Rather than playing games like Angry Birds by swiping your finger across a touch screen, you may someday be able to do so by swiping your finger across your arm.

Researchers at Carnegie Mellon University are making this possible through a project called SkinTrack. You’d wear a ring on your index finger that emits an electrical signal that can be picked up by an electrode-laden smart watch on your other arm. A paper on it will be presented next week at the Association for Computing Machinery’s computer-human interaction conference in San Jose, California.

SkinTrack, a research project from Carnegie Mellon University, lets you use your arm as a touch pad for a smart watch.

Wearable gadgets like smart watches can be hard to interact with because they tend to have tiny displays.

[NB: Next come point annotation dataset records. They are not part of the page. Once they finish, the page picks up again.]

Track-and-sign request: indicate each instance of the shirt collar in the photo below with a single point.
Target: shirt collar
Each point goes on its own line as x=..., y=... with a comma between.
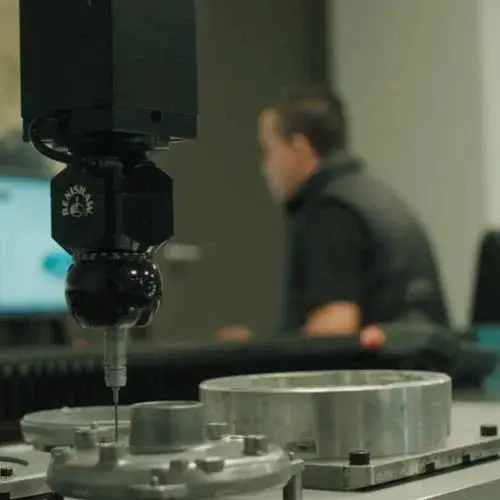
x=333, y=166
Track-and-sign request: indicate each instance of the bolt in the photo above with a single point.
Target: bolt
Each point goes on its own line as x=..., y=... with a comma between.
x=110, y=453
x=217, y=430
x=6, y=471
x=179, y=465
x=210, y=465
x=60, y=455
x=359, y=458
x=488, y=430
x=255, y=445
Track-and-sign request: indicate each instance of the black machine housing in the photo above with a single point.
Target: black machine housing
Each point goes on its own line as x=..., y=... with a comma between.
x=104, y=83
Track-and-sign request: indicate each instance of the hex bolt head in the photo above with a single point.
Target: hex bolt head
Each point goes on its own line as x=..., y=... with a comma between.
x=359, y=458
x=61, y=454
x=488, y=430
x=110, y=453
x=179, y=465
x=217, y=430
x=255, y=445
x=210, y=465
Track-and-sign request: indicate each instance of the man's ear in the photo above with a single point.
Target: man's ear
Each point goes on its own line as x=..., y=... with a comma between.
x=299, y=142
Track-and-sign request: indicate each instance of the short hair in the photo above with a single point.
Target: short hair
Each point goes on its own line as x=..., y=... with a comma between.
x=315, y=112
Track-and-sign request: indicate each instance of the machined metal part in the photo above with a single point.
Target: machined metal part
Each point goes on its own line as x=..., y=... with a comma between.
x=481, y=481
x=465, y=447
x=50, y=428
x=23, y=472
x=327, y=415
x=172, y=454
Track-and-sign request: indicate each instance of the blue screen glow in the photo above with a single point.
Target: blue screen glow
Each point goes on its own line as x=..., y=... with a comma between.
x=32, y=266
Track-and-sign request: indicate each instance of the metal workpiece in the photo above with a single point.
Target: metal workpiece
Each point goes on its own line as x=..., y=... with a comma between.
x=328, y=415
x=23, y=473
x=74, y=426
x=172, y=454
x=166, y=426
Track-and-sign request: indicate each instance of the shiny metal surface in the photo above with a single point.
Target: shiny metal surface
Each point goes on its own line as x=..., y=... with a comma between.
x=46, y=429
x=327, y=415
x=23, y=472
x=172, y=460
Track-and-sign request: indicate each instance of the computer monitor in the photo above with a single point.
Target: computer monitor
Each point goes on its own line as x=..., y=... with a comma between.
x=32, y=266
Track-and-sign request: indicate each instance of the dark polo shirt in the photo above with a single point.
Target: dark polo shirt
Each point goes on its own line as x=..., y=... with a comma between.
x=349, y=238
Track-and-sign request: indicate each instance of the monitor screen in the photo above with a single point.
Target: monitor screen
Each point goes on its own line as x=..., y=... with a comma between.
x=32, y=266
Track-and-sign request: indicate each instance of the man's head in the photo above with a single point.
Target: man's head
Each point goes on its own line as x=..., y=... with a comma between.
x=297, y=133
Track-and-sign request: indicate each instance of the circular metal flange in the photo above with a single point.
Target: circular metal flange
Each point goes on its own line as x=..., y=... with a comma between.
x=328, y=415
x=50, y=428
x=170, y=456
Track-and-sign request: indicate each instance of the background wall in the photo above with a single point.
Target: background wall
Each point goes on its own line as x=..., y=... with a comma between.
x=412, y=75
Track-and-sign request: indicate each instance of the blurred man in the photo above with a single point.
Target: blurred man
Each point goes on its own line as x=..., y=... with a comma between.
x=356, y=255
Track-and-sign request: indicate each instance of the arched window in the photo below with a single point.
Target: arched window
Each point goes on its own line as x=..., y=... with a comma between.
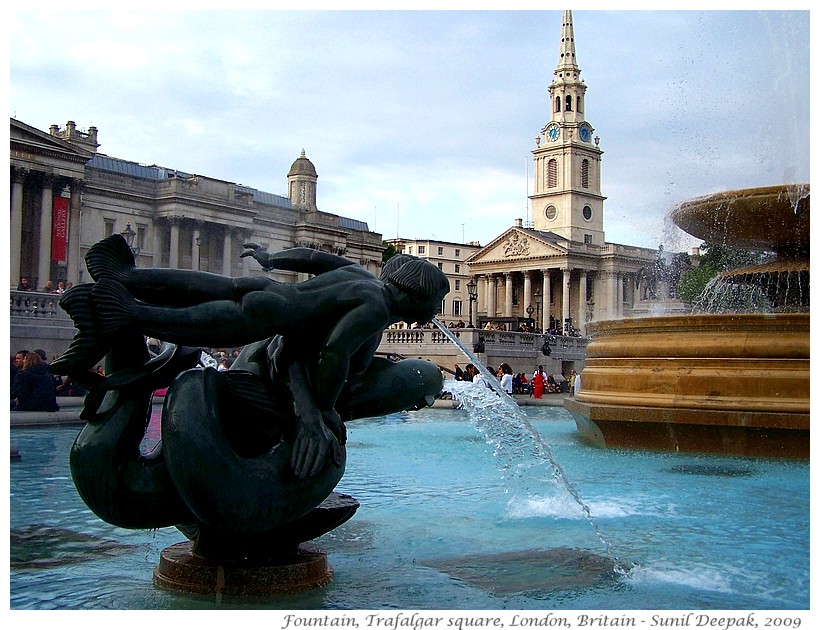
x=552, y=173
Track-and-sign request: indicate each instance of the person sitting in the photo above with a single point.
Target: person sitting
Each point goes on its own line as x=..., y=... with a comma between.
x=517, y=383
x=33, y=388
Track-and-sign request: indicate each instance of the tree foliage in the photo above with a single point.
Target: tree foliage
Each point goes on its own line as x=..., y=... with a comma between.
x=714, y=259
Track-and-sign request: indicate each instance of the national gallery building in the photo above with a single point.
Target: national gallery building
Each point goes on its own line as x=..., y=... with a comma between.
x=65, y=196
x=557, y=272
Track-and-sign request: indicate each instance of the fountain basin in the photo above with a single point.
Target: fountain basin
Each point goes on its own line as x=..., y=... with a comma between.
x=733, y=383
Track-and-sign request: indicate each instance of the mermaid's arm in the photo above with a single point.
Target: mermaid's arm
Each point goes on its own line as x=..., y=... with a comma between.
x=313, y=437
x=299, y=259
x=352, y=331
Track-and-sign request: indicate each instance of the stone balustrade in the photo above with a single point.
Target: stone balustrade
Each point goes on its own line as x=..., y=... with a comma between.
x=38, y=321
x=36, y=304
x=518, y=349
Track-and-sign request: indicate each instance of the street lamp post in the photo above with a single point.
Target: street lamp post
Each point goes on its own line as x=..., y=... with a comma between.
x=472, y=293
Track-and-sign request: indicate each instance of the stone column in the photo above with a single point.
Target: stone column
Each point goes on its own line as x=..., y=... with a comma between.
x=567, y=275
x=73, y=258
x=227, y=262
x=196, y=245
x=247, y=237
x=528, y=290
x=159, y=240
x=491, y=294
x=508, y=291
x=582, y=303
x=173, y=254
x=16, y=236
x=546, y=294
x=44, y=257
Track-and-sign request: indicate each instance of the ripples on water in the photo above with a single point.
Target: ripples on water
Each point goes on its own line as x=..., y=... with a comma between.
x=431, y=492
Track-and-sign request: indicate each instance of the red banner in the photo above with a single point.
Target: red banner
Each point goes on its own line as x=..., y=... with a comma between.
x=59, y=229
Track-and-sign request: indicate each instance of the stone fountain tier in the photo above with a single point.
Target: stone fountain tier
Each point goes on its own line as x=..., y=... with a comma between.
x=731, y=384
x=715, y=383
x=773, y=218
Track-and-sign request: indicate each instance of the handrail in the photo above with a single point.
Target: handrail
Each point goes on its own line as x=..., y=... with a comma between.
x=36, y=304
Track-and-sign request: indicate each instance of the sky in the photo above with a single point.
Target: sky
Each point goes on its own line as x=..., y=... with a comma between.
x=422, y=122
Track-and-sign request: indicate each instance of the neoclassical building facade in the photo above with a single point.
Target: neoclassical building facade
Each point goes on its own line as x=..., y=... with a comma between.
x=559, y=270
x=65, y=196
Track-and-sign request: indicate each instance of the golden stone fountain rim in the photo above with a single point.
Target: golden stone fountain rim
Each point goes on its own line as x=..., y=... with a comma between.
x=770, y=218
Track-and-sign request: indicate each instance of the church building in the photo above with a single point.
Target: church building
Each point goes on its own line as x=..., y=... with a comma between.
x=559, y=270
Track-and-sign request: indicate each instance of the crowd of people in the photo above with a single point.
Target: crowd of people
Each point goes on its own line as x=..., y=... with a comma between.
x=540, y=383
x=34, y=387
x=49, y=287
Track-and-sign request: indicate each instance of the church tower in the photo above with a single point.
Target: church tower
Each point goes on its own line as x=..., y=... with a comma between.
x=302, y=183
x=566, y=197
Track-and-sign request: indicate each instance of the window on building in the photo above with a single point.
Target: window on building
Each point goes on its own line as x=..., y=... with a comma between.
x=552, y=173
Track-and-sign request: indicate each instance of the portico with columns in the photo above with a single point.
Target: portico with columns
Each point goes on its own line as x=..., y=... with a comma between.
x=565, y=286
x=560, y=264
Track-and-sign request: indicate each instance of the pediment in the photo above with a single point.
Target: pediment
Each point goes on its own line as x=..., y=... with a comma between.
x=518, y=244
x=37, y=141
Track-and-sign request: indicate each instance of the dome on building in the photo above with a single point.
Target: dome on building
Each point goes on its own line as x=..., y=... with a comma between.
x=302, y=166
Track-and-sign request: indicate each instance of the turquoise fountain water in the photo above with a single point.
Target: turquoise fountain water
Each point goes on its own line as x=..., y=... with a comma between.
x=521, y=448
x=441, y=528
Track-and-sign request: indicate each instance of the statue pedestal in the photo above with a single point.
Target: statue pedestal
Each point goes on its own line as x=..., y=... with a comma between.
x=180, y=570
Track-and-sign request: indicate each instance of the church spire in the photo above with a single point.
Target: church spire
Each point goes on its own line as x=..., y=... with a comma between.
x=567, y=198
x=567, y=89
x=566, y=57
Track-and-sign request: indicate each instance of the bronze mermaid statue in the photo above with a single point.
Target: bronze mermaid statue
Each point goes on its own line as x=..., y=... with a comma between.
x=249, y=456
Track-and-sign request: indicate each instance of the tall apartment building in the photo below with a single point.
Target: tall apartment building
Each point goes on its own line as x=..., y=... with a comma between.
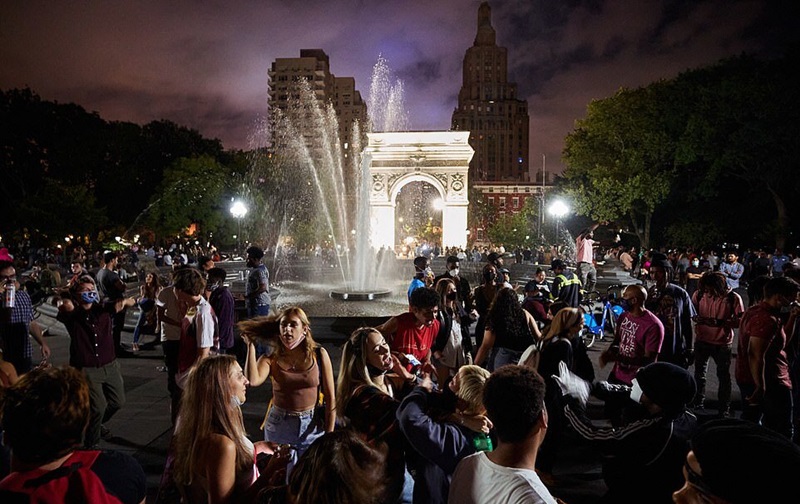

So the researchers figured that using your skin—specifically your wrist and hand—as a touch pad could make it easier to do things like navigate maps, make calls, or play games.

Gierad Laput, a graduate student at Carnegie Mellon University and one of the researchers behind the project, says SkinTrack works similarly to how cell towers triangulate signals to figure out your phone’s location. The researchers got SkinTrack to determine when the finger was on the skin 99 percent of the time. And by arranging the electrodes in the smart watch in a certain way, they could determine in real time where the finger was, tracking its movements on the arm and hand.

SkinTrack can sense where your finger is on your skin and track it in real time.
With SkinTrack, your arm could be used as a touch pad for all kinds of gestures, like dialing a virtual keypad.

To try out SkinTrack, the researchers made several demos, including one of an Angry Birds game that could be played on their smart watch. You swipe your finger up your arm to pull the bird back in a slingshot on the watch’s display. “And when you release, the app can know the finger is off the skin, so that’s like releasing the slingshot,” he says.

As a video of the project shows, it can also be used for all kinds of gestures—like swiping left, right, up, or down. It could also be used for making the skin a virtual number pad or other kind of button pad, Laput says, or opening an app by tapping a specific spot or gesturing a letter on your arm (writing an “M” with your finger might prompt music to start playing, for instance).

SkinTrack needs work if it’s going to make it onto your body at some point, though: the ring would likely have to be much sleeker, and boast decent battery life. Laput thinks it would take a few years to make it accurate enough for anyone to use.